Toutefois, le postcolonialisme constitue aussi une posture critique face aux effets du colonialisme sur les constructions de la pensée. Les études postcoloniales ont ouvert plusieurs voies de réflexion pour la compréhension de phénomènes simultanés et de leurs rapports dans le monde contemporain du Sud Global et notamment des évolutions des mondes urbains. Ces villes sont des pôles de concentration de l’influence euro-centrique culturelle et en même temps des lieux de construction et de contestation postcoloniaux. Les villes postcoloniales sont au cœur des projets de promotion de la l’identité nationale tout en essayant de trouver l’équilibre entre une détermination culturelle et la modernité internationale. Ce sont espaces où s’exprime le paradoxe entre identification et rejet de la culture du colon (Yeoh, 2001). Les villes postcoloniales sont des lieux de négociation entre des frontières culturelles, ethniques, de genre, de pouvoir où cohabitent anciens et nouveaux registres. Si on revient à la question d’interroger

ce qui vient après le postcolonial ? Les études urbaines aujourd’hui démontrent que les

relations entre les pôles urbains en croissance sont de plus en plus importantes et diversifient les liens régionaux et globaux en rompant avec leur colonisateur (Amin, 2013b; Rees et Smart, 2001, 2001; Sassen, 1996; Simone, 2010). Par ailleurs, et nous le verrons de près dans le cas de Jakarta, des formes urbaines uniques se produisent remettant en cause les différenciations entre les mondes urbains et ruraux par exemple, l’extension métropolitaine jakartanaise (la desakota), décrite comme « a new and enduring urban form, which is neither urban nor rural but includes

distinctive elements of both » (McGee, 1991). De même, pour certains penseurs des villes du

Sud Global, c’est dans le monde informel que se forge le monde postcolonial (c’est là où le capitalisme n’est jamais arrivé) au-delà des modèles et des institutions (Myers, 1994) et par la

multiplication diversifiée des stratégies et les modes de vie (Amin, 2014; Simone, 2004b, 2012)7.

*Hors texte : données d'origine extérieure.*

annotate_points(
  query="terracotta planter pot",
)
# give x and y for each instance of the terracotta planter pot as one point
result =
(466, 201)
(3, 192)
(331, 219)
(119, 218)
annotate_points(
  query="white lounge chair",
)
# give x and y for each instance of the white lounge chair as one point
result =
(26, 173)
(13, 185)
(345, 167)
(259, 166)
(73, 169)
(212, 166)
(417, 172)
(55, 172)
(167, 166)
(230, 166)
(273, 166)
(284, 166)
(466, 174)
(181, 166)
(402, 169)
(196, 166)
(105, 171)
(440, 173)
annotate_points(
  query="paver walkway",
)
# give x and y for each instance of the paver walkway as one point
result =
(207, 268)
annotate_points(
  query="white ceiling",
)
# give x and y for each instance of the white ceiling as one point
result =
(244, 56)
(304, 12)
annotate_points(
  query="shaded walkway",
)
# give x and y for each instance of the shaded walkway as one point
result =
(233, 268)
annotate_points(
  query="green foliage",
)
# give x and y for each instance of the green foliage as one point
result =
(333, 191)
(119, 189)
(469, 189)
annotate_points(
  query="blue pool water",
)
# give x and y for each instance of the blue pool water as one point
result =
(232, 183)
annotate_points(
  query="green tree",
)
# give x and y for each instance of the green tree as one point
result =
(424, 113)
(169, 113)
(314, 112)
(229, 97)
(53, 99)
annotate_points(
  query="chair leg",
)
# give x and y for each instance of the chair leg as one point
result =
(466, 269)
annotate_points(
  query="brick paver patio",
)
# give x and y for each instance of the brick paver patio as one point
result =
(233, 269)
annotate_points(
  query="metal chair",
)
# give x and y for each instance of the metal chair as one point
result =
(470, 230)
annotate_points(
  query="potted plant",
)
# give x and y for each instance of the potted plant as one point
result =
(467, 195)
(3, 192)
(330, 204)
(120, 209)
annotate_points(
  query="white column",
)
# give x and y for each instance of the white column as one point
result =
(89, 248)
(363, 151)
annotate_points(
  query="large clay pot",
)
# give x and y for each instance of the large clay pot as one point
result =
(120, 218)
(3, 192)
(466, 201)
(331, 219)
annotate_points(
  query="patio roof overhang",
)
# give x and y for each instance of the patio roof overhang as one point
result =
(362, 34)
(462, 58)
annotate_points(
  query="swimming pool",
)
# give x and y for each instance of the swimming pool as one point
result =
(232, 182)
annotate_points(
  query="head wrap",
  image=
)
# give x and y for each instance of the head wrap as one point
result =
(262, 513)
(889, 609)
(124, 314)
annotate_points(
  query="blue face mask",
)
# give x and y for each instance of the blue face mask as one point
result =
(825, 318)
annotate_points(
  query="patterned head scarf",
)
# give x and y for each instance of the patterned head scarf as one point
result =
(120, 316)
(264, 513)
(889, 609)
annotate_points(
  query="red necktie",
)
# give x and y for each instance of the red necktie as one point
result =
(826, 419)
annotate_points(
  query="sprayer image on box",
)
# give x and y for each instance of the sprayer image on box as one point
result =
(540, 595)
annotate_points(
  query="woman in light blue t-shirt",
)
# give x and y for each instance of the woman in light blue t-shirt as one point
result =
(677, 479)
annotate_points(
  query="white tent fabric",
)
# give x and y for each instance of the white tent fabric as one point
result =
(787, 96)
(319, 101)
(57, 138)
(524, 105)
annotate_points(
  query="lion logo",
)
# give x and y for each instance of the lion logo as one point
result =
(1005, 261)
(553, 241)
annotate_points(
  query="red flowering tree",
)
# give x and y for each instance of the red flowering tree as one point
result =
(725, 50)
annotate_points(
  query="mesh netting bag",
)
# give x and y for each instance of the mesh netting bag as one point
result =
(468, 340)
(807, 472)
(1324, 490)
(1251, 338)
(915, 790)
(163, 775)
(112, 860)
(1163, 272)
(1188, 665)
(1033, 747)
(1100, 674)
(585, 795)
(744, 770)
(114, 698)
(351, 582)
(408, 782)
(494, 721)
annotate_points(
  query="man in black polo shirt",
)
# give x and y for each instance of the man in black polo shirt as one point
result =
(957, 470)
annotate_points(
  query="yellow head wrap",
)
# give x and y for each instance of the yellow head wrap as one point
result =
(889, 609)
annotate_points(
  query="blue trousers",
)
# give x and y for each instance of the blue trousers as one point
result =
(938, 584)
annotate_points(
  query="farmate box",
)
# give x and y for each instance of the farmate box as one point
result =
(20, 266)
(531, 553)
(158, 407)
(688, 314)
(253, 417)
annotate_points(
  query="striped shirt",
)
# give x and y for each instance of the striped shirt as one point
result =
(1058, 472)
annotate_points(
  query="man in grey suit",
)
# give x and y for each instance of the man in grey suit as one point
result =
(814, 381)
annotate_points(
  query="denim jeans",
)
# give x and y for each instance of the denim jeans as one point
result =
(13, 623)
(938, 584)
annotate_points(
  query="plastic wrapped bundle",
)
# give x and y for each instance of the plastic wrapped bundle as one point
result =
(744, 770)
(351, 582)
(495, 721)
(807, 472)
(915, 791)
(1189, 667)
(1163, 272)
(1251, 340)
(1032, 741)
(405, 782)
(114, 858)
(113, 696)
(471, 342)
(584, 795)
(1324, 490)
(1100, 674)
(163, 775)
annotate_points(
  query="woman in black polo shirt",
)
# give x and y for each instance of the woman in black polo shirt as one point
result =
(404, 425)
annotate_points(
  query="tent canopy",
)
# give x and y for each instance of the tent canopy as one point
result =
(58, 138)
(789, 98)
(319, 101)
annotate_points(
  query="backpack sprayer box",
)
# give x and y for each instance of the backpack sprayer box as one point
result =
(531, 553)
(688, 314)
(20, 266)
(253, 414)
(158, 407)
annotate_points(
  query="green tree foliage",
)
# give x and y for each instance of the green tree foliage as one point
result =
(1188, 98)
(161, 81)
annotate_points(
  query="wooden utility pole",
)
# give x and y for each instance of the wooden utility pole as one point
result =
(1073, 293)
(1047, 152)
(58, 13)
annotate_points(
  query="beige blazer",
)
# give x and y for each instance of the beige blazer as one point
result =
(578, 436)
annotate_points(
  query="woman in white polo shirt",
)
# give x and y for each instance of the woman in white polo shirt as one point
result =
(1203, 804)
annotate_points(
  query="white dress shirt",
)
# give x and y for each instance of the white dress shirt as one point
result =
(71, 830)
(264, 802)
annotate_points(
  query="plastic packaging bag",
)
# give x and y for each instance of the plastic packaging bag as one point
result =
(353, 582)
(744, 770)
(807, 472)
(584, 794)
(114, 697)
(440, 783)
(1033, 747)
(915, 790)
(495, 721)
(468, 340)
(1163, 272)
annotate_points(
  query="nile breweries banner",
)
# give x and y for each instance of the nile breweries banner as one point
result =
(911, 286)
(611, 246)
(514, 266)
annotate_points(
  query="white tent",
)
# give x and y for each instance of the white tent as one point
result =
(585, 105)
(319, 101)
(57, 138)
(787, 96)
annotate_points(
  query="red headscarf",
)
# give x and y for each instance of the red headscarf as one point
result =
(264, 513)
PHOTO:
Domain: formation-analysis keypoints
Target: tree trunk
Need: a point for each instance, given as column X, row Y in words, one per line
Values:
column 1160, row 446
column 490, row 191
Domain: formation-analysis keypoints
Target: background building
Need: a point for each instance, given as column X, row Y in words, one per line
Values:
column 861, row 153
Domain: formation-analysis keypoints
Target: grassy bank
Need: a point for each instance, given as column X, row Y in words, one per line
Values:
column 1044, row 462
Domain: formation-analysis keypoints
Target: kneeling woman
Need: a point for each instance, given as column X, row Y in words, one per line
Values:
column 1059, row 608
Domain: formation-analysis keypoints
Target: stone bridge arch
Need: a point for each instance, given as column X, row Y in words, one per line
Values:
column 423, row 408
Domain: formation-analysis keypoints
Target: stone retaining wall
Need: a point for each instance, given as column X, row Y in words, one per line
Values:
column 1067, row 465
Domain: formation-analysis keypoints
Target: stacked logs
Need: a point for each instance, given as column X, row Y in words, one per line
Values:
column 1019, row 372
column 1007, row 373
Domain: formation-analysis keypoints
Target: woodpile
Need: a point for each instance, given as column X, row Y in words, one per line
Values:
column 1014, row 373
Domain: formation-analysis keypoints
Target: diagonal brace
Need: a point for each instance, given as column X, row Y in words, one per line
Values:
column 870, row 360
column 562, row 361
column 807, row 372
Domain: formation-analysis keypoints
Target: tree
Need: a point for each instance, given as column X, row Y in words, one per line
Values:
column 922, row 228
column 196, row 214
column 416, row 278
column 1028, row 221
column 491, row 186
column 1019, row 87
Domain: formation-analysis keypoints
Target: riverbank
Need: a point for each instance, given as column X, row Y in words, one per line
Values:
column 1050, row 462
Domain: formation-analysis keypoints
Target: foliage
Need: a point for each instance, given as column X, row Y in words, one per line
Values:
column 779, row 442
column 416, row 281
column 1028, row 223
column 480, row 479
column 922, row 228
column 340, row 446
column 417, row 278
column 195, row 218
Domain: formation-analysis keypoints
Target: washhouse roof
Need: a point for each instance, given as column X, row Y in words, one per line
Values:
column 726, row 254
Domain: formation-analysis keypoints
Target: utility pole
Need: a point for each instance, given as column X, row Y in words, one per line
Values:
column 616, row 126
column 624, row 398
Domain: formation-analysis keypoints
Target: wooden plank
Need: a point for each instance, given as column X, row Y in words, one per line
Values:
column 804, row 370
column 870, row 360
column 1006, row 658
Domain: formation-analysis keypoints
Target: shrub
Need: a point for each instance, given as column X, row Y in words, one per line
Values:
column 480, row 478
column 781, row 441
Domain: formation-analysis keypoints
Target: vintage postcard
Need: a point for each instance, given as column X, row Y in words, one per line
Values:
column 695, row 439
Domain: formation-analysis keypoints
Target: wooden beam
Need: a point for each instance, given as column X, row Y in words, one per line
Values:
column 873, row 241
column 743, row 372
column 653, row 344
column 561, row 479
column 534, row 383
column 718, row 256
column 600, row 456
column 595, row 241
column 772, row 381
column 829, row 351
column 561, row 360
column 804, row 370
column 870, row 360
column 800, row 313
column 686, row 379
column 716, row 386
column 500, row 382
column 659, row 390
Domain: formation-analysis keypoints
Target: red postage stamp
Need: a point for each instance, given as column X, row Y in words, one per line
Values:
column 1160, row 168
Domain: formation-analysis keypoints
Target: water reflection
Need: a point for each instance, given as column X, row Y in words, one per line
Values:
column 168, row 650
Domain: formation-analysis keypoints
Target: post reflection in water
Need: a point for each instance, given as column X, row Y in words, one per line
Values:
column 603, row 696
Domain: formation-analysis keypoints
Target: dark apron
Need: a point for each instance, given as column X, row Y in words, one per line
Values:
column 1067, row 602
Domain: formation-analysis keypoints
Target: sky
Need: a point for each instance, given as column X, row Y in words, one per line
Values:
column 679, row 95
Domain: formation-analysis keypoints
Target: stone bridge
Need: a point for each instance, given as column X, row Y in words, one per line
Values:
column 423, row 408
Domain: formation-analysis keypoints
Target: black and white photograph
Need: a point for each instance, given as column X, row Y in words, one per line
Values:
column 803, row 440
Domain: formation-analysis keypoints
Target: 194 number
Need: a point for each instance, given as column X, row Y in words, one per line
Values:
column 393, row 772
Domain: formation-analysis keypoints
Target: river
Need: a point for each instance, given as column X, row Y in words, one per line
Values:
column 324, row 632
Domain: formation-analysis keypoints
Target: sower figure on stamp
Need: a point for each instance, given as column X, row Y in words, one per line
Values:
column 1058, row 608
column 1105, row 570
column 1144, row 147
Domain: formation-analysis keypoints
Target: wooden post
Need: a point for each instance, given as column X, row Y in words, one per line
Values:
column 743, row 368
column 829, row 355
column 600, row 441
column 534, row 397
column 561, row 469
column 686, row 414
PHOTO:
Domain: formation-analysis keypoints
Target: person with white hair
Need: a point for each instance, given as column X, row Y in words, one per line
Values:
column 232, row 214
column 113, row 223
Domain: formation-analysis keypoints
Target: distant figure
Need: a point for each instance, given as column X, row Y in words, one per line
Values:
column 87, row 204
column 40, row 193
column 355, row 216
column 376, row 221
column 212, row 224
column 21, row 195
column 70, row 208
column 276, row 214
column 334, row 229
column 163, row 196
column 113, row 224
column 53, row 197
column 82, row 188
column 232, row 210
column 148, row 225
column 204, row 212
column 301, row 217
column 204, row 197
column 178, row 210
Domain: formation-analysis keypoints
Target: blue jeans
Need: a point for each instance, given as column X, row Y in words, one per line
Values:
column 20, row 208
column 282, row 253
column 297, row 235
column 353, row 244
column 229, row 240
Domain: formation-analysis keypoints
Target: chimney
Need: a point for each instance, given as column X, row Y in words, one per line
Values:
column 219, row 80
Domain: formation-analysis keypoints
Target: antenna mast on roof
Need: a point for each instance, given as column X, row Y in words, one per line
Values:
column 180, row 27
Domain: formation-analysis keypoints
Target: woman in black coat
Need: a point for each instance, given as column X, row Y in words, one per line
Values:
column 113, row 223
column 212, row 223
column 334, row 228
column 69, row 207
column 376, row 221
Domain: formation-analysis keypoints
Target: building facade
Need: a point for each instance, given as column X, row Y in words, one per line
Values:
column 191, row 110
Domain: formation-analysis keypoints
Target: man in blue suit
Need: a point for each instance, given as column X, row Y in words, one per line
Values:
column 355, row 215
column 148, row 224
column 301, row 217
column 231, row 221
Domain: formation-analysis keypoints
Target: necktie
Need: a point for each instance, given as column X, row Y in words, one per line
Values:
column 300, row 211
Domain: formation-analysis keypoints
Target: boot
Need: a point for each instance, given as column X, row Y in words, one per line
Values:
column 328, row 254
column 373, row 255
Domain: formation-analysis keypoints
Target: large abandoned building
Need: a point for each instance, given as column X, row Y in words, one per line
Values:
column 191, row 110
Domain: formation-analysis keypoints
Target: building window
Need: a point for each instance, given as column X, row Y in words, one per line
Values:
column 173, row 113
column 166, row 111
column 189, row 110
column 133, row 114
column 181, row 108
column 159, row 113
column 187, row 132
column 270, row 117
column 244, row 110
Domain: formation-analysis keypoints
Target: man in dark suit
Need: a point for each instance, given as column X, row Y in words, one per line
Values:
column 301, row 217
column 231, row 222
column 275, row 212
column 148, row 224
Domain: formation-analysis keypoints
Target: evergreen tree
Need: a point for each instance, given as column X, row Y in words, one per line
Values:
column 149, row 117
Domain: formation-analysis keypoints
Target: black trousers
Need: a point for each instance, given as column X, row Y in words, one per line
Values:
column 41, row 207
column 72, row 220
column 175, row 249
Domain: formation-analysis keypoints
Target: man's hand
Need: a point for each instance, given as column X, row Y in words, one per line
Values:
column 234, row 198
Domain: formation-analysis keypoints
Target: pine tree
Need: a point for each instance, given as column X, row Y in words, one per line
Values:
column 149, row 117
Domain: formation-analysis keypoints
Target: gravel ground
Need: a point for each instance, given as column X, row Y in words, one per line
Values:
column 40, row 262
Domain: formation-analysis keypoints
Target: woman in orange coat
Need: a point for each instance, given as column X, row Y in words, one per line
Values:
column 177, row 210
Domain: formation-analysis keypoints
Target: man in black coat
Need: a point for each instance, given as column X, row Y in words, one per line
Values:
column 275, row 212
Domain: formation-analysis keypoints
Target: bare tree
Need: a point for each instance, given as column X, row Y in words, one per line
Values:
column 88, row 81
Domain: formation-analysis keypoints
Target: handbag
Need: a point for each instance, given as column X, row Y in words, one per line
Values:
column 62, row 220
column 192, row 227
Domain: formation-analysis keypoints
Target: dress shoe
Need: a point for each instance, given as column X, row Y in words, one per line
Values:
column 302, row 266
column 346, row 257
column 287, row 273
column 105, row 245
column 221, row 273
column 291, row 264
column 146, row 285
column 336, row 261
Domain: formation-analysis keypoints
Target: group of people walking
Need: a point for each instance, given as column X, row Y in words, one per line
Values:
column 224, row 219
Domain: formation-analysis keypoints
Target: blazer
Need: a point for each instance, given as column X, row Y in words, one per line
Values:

Notre pensée du changement alimentaire tient compte du passé de la décolonisation indonésienne, de son histoire politique récente et de ses progrès économiques (présentés dans la le chapitre suivant) sans pour autant s’inscrire dans une posture ni développementaliste ni post-colonialiste. Toutefois ces approches ont constitué un des « chemins épistémologiques », pour reprendre l’expression de Poulain, des études des pays du Sud Global et doivent être prises en compte. En outre la globalisation et la montée en puissance des villes à l’échelle mondiale ont changé les échelles d’observation (Desjeux, 2002) ce a permis un renouveau des approches anthropologiques que nous présenterons dans la partie suivante.